冬の曇り空が低く垂れ込め、風はないのに空気はひどく冷たい。

足早にロビーを抜け、病棟のエレベーターに乗り込む。反射した自分の顔が、少しだけ強ばって見えた。

静かに心を決め、病室のドアを開く。

母の病室は、先日と変わらず穏やかだった。いつものようにベッドに座って、母は薄いストールを肩にかけていた。

「……羅華ちゃん?あなた仕事は……」

「休みだよ。

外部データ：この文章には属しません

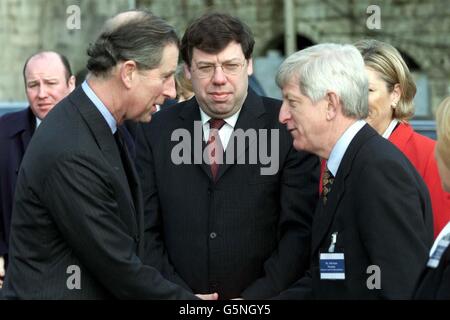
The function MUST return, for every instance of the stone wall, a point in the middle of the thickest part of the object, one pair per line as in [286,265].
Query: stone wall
[419,28]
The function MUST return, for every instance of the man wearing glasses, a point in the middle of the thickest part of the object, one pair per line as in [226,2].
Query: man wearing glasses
[215,222]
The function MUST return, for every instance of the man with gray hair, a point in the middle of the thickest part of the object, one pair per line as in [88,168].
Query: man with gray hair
[77,222]
[373,224]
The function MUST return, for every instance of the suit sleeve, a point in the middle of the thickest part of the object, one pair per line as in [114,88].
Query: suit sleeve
[155,252]
[3,246]
[298,198]
[392,212]
[81,198]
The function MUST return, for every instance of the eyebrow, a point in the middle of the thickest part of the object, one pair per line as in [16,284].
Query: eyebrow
[45,79]
[236,59]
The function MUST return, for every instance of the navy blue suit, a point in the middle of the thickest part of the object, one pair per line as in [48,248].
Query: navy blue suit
[16,130]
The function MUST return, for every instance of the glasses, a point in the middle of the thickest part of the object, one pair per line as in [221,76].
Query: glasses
[206,70]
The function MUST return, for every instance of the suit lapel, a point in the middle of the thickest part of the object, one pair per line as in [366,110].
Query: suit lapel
[251,117]
[325,214]
[102,135]
[21,132]
[191,115]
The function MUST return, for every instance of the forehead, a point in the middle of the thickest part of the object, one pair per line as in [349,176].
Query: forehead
[232,51]
[45,66]
[169,58]
[291,89]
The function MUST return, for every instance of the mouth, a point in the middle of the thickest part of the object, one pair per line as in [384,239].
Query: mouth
[219,96]
[291,130]
[44,105]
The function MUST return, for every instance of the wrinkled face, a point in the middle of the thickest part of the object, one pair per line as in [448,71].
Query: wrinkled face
[45,83]
[444,171]
[220,81]
[380,101]
[154,86]
[305,120]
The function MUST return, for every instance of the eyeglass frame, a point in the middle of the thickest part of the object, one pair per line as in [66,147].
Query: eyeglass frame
[214,66]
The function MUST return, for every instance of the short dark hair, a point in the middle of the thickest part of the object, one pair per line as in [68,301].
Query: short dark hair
[140,38]
[64,60]
[212,32]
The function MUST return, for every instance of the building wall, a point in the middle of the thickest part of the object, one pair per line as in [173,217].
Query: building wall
[419,28]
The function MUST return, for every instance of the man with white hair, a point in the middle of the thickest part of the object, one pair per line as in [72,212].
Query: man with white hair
[373,224]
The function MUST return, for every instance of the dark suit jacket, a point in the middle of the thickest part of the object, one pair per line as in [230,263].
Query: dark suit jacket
[16,130]
[74,206]
[245,235]
[380,207]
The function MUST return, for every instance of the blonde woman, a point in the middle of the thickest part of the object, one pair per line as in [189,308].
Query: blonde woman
[391,93]
[435,282]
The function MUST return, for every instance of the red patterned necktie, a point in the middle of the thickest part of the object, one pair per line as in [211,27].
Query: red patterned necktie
[327,182]
[214,145]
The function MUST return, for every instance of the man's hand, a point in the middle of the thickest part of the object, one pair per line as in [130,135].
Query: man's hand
[2,270]
[210,296]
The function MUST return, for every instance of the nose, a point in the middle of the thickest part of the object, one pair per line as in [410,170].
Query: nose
[219,76]
[42,91]
[169,88]
[284,115]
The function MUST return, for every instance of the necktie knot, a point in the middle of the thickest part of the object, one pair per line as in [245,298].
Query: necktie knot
[216,123]
[215,152]
[327,182]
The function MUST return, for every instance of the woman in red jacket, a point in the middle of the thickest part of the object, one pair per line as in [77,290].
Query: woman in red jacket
[435,281]
[391,93]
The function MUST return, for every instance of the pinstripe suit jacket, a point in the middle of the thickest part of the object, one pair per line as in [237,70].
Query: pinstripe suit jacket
[245,235]
[75,207]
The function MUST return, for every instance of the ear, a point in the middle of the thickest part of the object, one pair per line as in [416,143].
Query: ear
[396,95]
[127,71]
[187,72]
[333,105]
[250,66]
[71,83]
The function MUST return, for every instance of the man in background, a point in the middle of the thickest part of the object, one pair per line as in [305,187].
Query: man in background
[48,79]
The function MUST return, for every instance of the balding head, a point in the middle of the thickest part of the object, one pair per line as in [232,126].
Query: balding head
[138,36]
[48,79]
[51,55]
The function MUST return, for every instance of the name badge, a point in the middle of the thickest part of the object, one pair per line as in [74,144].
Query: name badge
[332,266]
[436,255]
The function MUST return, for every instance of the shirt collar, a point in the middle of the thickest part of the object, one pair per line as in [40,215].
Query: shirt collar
[338,151]
[390,128]
[230,120]
[112,123]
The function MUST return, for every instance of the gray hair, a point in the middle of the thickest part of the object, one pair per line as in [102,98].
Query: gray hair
[134,35]
[329,67]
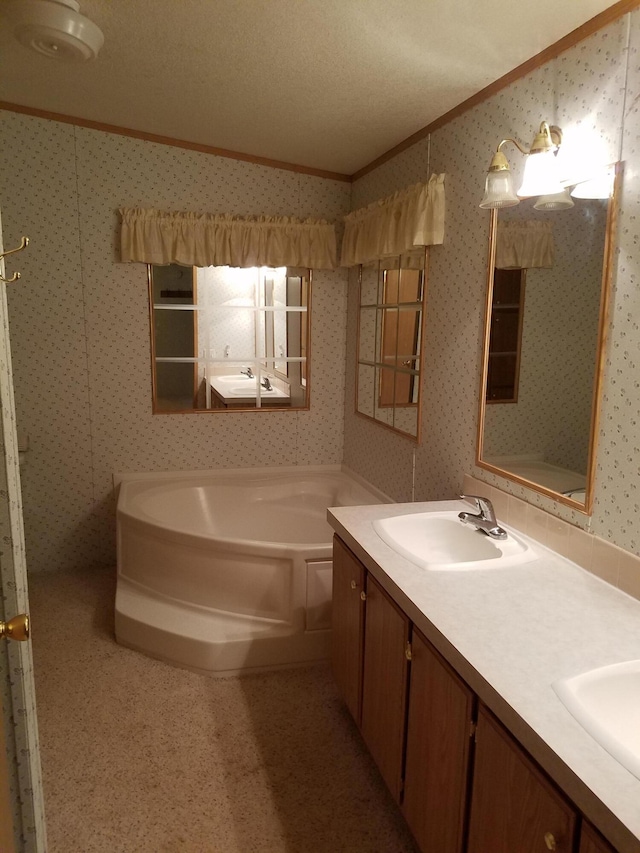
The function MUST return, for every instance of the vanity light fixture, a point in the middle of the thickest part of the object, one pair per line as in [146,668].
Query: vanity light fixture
[541,176]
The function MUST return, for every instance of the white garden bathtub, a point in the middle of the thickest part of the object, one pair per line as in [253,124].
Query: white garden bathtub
[230,570]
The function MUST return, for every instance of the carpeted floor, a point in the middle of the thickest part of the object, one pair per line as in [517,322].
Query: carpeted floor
[142,757]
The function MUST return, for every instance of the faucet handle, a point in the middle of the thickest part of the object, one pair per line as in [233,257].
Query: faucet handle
[483,505]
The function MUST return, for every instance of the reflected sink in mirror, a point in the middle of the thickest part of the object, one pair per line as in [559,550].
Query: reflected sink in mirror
[440,541]
[606,702]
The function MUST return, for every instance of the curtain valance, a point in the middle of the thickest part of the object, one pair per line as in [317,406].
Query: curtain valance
[524,244]
[203,240]
[410,218]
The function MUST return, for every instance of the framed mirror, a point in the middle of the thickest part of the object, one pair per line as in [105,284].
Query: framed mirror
[546,317]
[229,339]
[390,341]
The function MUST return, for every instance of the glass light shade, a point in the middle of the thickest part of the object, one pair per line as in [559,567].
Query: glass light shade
[498,191]
[557,201]
[598,187]
[541,175]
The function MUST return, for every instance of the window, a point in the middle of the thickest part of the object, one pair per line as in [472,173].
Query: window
[229,338]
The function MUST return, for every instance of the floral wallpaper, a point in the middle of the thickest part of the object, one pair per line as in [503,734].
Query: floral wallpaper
[17,691]
[592,91]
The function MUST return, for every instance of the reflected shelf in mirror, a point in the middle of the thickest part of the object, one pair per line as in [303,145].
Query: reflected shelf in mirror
[216,331]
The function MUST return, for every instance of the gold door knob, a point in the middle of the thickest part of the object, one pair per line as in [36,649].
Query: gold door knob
[16,628]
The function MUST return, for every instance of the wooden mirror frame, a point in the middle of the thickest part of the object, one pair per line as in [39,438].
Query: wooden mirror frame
[269,405]
[605,293]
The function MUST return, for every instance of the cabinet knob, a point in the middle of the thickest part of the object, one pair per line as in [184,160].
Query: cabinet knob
[16,628]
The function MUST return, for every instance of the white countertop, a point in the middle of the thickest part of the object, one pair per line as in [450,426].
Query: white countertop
[511,633]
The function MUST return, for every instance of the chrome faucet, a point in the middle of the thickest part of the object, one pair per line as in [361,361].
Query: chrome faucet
[485,519]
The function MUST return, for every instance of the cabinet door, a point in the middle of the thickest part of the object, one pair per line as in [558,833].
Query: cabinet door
[441,708]
[514,807]
[591,842]
[384,686]
[347,620]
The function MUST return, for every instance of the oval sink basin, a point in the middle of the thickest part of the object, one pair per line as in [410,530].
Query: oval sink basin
[250,391]
[439,540]
[606,702]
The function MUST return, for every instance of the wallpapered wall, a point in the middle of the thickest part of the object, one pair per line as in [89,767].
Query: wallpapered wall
[79,322]
[80,329]
[592,91]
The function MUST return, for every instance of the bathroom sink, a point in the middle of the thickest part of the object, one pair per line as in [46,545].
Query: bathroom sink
[439,540]
[606,702]
[250,390]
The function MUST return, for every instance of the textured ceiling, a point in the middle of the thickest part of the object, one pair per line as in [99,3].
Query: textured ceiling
[327,84]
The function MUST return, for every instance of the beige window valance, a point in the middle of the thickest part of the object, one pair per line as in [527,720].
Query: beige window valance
[410,218]
[524,244]
[203,240]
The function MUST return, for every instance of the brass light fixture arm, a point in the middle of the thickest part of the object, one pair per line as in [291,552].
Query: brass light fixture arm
[547,138]
[23,245]
[499,163]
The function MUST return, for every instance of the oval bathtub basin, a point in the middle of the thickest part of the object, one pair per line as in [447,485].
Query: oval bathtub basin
[439,540]
[229,571]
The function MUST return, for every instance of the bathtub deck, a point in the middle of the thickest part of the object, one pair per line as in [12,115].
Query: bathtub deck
[208,641]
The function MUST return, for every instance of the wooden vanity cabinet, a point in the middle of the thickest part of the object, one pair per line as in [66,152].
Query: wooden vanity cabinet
[384,684]
[514,807]
[440,728]
[416,715]
[459,792]
[592,842]
[347,628]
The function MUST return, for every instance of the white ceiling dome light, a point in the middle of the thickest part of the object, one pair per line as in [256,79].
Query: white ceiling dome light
[54,28]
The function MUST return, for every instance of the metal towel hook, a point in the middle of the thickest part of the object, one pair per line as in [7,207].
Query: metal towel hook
[3,255]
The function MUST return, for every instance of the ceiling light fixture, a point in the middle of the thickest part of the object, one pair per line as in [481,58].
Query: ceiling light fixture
[54,28]
[541,176]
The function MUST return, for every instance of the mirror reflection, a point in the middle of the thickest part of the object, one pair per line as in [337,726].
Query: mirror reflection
[391,311]
[228,338]
[544,346]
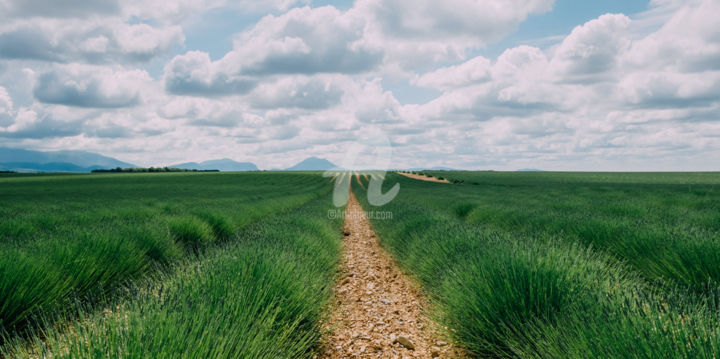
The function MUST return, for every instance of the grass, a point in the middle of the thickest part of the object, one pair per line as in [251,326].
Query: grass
[515,283]
[70,238]
[260,295]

だから、会いにきた。……お母さんと、ちゃんと話したかったから」

母の顔が強張った。そのまま、ふたりのあいだに少しの沈黙が落ちた。

羅華はそっと視線を落とし、ベッド脇のテーブルに置かれた水差しに目をやった。

「……前に来たとき。診察室で少しだけ、弥くんと話したの」

母の眉がわずかに動く。

「……まだ私のことが忘れられないって、言われたよ」

羅華は苦笑のような吐息をこぼしながら、ぽつりと言った。母はひどく悲しい顔をし、言葉を失っていた。


「お母さん。私、お母さんを恨んでないよ」



そう言いながらも、声は少しだけ震えていた。
羅華はゆっくりと母の方を向いた。

「……でもね、ずっと苦しかった。どうしてあのとき、離れなきゃいけなかったのかって。私がどれだけ弥くんを好きだったか、みんな知ってたはずなのにって……何度も、思った」

母は俯いたまま、小さく唇を噛んだ。

「だけど…お母さんの気持ちだってわかってた。親としての不安とか、心配とか……あんなに大好きだったお父さんに裏切られて、辛くて、私に縋るしかできなかったことも。だから——」

羅華は、ベッドのそばに置かれた椅子に腰を下ろした。